Der ungewohnte Rahmen der „besonderen Sitzung“ in einem für diesen Zweck eher sehr ungeeigneten Raum barg auch eine, sagen wir mal, spezielle Atmosphäre. Der Oberbürgermeister, zur Linken und Rechten gesäumt von Bürgermeisterin und Bürgermeister sowie den Referenten der Stadt, auf der Bühne; die blumengeschmückten (!), im offenen Rechteck angeordneten Tische vor einer großen Medienwand dem Zuschauersaal zugewandt. Von dort blickten die StadträtInnen, gebührend Abstand zueinander haltend, wie Pünktchen über die Sitzreihen im Parkett verstreut, zur Bühne auf. Während die „Bühnenakteure“ allesamt maskenfrei blieben, waren einige wenige RätInnen mit Mund-Nasen-Schutz ausgestattet, der allerdings im Verlauf der – nicht öffentlicher Teil mit eingerechnet – gut siebenstündigen Sitzung (davon fünf Stunden öffentlich) nicht mehr so ganz korrekt unter der Nase saß oder auch mal ganz verschwand. 
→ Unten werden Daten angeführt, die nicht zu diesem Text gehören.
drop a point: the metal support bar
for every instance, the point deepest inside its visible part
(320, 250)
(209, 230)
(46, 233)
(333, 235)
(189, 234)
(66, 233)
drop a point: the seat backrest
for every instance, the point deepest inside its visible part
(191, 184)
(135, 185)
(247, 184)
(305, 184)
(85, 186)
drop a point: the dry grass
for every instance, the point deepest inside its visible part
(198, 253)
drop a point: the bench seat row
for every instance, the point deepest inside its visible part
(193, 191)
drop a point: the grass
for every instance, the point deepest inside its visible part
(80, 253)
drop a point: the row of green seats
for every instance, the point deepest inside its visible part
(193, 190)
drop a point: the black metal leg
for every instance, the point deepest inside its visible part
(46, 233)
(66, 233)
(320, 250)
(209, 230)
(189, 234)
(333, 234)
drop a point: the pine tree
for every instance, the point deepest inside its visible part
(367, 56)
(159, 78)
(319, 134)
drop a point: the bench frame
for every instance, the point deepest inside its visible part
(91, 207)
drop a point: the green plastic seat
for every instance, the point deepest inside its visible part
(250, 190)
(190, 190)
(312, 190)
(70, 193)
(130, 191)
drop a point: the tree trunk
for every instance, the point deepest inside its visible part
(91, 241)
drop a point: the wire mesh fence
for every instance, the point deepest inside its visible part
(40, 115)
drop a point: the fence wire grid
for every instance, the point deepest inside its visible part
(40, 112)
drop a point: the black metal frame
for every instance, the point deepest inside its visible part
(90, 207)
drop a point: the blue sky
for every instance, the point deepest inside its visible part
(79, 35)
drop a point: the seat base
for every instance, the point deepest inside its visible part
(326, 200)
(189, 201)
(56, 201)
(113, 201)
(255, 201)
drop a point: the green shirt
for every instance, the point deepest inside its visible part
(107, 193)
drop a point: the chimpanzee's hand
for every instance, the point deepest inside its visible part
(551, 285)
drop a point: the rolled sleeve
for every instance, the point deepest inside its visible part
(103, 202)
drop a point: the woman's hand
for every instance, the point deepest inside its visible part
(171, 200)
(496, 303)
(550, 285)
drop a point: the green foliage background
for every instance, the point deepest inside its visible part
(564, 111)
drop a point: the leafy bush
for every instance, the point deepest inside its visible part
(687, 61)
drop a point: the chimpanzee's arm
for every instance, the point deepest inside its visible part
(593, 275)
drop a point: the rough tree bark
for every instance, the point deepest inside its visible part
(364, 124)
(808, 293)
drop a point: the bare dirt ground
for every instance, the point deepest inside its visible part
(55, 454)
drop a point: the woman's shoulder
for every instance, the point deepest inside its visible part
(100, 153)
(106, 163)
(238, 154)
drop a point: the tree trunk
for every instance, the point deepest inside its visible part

Da es sich beim Tragen des Schutzes um Freiwilligkeit handelt und im Übrigen die Abstandregeln mehr als gewährleistet waren, kein Problem. Ein Problem war da schon eher die während der Sitzungen sonst gern gepflegte Kommunikation der Räte untereinander. Diesmal mussten die Sachvorträge oder Redebeiträge in Punkto Aufmerksamkeit der Gremiumsmitglieder nur mit Tablets & Co. konkurrieren. Immerhin waren diese „Konkurrenten“ im Handling eindeutig einfacher als es mit den Unterlagen in Papierform war, so ohne Tisch oder Ablagefläche. Ein Problem, mit dem sich auch die Vertreter der Presse konfrontiert sahen, die ihre Plätze auf dem Balkon einnehmen durften. Das verschaffte zwar einen netten „Draufblick“ aber keinen Überblick, da manche Ratsmitglieder unter dem Balkon saßen. 
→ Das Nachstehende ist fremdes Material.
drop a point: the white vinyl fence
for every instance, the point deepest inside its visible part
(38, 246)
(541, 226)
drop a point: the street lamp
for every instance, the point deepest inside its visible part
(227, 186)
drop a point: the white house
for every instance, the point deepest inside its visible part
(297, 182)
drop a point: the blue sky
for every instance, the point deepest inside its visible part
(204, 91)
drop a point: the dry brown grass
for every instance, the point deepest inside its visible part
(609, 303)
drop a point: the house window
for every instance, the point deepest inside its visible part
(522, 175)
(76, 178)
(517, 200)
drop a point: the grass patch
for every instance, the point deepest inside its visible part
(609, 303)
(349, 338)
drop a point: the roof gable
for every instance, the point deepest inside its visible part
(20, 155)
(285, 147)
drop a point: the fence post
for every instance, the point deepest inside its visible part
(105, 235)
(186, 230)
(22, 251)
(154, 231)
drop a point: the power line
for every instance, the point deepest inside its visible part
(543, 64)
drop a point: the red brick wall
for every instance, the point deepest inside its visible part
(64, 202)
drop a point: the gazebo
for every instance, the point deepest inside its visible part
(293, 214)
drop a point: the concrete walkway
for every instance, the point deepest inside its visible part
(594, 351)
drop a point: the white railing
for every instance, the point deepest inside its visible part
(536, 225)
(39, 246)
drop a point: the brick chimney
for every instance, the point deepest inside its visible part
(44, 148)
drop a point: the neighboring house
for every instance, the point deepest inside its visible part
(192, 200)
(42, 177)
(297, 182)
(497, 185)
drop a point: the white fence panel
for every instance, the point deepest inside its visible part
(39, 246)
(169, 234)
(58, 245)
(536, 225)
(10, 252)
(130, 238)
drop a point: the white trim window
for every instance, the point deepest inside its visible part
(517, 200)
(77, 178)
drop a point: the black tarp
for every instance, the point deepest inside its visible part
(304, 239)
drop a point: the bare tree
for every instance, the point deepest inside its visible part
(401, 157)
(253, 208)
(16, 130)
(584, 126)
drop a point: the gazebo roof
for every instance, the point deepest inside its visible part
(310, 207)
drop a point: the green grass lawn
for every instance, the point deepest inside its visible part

Auch war es so unmöglich die Minenspiele der Zuhörenden zu verfolgen – ein echtes Manko. Zwei „Maskierte“ sorgten im teilweise nur „schummrig“ beleuchteten Parkett mit an langen Stangen befestigten Mikrofonen dafür, dass sich jedes Gremiumsmitglied auch hörbar zu Wort melden konnte. Auf den Rängen saß versprenkelt das – anders als bei Theateraufführungen oder Konzerten – überschaubare, dennoch für Stadtratssitzungen erstaunlich zahlreiche Publikum. Alles in allem eine sehr gewöhnungsbedürftige Lösung, an die man sich gar nicht gewöhnen möchte.